Als Teilzeitweintrinkerin besuche ich ab und an Weinmessen, denn gerade dort sind Tropfen zu entdecken, die beim Weinhändler um die Ecke oder im Supermarkt nicht im Regal stehen. Blutrote sanfte Spanier, vollmundige Italiener, würzige Österreicher oder sündhaft teure Franzosen – eine Messe ist wie ein Schlaraffenland. Doch genau da liegt der Hase im Pfeffer oder der Kern in der Traube.

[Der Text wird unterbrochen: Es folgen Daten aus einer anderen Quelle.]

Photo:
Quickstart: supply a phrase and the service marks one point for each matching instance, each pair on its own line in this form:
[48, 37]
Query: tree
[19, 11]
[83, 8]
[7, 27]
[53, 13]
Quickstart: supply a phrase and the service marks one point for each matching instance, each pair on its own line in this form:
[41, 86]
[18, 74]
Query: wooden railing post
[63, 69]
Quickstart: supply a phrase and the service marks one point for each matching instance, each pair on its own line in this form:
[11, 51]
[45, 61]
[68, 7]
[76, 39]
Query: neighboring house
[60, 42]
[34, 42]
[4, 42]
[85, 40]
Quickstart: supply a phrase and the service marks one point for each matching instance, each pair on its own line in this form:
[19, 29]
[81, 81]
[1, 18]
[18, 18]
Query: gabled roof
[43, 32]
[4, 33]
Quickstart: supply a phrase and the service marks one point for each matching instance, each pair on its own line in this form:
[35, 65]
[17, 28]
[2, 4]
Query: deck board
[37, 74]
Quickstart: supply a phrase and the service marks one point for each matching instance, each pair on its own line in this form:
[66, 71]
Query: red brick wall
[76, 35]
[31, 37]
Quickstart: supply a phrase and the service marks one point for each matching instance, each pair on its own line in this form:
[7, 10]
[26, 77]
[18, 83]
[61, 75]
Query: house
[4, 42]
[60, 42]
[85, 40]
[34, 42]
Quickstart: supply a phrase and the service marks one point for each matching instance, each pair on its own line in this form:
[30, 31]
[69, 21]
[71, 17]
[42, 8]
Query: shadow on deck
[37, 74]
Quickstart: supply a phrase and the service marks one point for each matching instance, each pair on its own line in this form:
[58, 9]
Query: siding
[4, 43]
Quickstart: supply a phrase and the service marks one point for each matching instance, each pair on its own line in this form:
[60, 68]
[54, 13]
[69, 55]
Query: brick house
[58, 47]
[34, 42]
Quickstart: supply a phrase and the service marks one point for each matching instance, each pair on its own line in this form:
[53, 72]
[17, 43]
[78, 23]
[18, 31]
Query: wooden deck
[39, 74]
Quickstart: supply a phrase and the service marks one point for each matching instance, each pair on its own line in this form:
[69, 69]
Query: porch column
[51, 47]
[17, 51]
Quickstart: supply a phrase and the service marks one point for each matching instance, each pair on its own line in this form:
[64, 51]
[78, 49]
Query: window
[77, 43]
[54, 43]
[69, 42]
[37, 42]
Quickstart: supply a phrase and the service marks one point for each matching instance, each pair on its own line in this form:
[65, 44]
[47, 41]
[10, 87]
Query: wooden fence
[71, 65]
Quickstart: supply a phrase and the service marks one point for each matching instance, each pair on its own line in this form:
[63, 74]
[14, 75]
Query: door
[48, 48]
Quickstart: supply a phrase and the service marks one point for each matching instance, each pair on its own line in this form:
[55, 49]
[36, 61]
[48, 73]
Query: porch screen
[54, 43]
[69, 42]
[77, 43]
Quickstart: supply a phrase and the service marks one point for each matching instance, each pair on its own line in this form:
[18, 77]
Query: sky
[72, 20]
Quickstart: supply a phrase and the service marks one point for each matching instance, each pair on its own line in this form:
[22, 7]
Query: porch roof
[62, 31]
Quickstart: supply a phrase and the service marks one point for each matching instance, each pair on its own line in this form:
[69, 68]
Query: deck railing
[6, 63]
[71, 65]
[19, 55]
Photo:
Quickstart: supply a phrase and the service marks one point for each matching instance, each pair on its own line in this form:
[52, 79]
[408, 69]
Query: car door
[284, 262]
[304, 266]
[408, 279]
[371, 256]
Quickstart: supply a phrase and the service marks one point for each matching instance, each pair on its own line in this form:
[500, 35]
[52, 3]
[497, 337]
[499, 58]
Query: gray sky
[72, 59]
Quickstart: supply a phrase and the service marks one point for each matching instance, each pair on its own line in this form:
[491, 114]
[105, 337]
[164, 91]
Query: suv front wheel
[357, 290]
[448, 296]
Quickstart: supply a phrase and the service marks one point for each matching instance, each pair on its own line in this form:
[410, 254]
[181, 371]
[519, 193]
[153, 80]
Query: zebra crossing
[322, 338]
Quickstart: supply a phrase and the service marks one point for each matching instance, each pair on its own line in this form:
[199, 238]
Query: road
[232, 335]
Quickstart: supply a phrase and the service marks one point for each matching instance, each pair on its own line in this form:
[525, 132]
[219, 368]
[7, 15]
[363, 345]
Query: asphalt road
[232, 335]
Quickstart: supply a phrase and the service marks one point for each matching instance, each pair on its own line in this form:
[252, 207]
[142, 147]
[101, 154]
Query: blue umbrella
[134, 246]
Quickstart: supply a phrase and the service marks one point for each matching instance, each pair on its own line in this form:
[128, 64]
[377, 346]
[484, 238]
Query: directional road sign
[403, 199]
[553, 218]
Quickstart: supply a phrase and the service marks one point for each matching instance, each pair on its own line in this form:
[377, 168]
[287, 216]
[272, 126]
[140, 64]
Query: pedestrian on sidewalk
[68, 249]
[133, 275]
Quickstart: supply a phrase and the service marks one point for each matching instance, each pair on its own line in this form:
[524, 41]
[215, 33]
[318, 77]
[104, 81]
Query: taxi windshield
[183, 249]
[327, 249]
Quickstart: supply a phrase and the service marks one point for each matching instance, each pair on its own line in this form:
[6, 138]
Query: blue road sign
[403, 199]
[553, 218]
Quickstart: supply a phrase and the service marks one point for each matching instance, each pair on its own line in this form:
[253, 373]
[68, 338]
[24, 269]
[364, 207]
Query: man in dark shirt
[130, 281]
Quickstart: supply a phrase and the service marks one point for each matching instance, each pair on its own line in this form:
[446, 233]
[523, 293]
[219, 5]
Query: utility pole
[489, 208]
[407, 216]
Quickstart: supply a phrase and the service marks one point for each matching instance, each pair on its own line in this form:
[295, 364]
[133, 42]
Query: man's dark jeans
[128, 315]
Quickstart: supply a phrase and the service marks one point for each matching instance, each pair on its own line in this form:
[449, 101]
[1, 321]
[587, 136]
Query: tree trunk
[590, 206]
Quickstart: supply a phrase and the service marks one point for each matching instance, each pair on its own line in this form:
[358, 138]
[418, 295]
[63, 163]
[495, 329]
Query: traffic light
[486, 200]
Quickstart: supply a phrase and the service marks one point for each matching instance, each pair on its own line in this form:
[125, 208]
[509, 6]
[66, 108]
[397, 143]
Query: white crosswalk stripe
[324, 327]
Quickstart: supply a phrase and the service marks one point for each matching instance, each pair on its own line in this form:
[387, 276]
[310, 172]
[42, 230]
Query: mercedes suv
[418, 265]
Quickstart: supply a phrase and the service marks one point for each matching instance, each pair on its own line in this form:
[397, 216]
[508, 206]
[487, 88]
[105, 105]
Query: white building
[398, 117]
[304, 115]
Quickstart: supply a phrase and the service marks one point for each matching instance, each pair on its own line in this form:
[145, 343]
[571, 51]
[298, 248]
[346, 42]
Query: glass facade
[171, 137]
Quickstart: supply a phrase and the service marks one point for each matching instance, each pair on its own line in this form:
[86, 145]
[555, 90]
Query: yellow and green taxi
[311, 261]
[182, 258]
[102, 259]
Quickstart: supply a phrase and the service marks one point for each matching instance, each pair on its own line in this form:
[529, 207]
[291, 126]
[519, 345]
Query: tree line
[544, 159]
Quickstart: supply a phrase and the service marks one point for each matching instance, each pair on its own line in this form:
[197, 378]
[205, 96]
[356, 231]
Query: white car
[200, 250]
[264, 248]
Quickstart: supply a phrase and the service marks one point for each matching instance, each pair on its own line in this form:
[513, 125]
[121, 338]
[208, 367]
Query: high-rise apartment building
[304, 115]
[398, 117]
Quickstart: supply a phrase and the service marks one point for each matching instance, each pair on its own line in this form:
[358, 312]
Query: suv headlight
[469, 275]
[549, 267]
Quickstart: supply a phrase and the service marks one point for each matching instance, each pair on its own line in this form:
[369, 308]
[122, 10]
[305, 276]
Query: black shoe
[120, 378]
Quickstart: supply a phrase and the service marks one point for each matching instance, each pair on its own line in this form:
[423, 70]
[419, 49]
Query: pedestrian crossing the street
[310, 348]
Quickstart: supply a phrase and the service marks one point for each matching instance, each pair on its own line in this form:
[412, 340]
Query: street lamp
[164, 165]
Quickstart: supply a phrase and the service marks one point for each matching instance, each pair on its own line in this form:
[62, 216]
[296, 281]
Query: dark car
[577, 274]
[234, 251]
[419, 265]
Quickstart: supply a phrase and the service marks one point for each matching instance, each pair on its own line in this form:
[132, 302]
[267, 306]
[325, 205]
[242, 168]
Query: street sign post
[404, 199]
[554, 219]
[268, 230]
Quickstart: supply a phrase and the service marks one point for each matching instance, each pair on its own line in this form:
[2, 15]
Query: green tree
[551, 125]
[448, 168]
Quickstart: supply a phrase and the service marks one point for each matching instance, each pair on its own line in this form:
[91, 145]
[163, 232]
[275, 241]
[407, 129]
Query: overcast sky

Mehrere Dutzend Winzer bieten Tausende von Weinen auf Hunderten von Quadratmetern an. Wo anfangen und wo aufhören? Einfach beim ersten Stand an den Start gehen und so lange probieren, bis man lallend zusammenbricht oder in die Sanitätsecke geschleppt wird? Selbst wer nur ein oder zwei Schlückchen probiert, sieht nach Wein Nummer 20 leicht doppelt und sehnt sich bei Nummer 25 nach einem Sofa. Trinkerpech, wenn man die Kunst des Spuckens nicht beherrscht. Damit Sie Messen vielleicht angeheitert, doch durchaus aufrechten Ganges verlassen können, habe ich folgende Methode entwickelt: Zuallererst überlege ich genau, was ich gerne probieren möchte: Bei Rieslingproben am liebsten die feinherben und fruchtsüßen Weine (die haben auch nicht so viel Alkohol), Sekt erst zum Schluss, wenn ich mich noch fit fühle - dann darf's gerne auch ein Schluck mehr sein. Bei internationalen Messen kon-zentriere ich mich auf die Länder, die mich am meisten interessieren. Da haben es mir die roten Österreicher angetan, unter denen es oft fantastische Tropfen im mittleren Preissegment gibt. Oder auch Exoten wie die Weine im Osten der USA. Tja, und so ist jeder Teilzeittrinker in der Lage, sich nach einer Verkostung noch daran zu erinnern, was er eigentlich probiert hat und wie er nach Hause gekommen ist.